I agree however you can have a will but also remembering your place in society, it isn't like some totalitarian world where you can't even have an opinion of anything
What we've to be clear is that as a human l've a will which implies agency but same time also acknowledging l fit in a broader social mass since l need my basic necessities-food,shelter,water taken care off therefore of my own choosing l make the decision to partake in society and it's rules which is wearing clothes and not causing any unlawful behaviour
Comment by challings at 25/02/2025 at 22:41 UTC
1 upvotes, 0 direct replies
I would say the ability to *not* participate in society is rapidly shrinking. Facebook has a profile for you ready to go, even if you’re not on it. Squatting in abandoned homes is criminalized. Land is almost entirely privately owned, you cannot build a house without permits, common space to grow plants is limited if it’s even available at all.

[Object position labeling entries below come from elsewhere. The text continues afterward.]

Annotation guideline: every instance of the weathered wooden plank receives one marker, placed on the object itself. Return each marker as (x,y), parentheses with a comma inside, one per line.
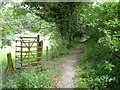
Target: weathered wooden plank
(31,47)
(28,37)
(10,63)
(47,53)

Yes, we “choose” to participate in society to a certain extent, but that is not a “free” choice in an ever-increasing portion of the world: we are penalized for not doing so. It’s not even that we simply lose the benefits of society if we try to leave, it’s that choosing to live outside of society, even nonviolently, is actively interfered with if not outright prevented.
The “decision” to live in society means that such an amount of other decisions (such as whether to wear clothes, what language you speak, how you interact with the natural world, and so on) are made *for* you by that initial choice, that you can hardly say you have free will in any meaningful sense.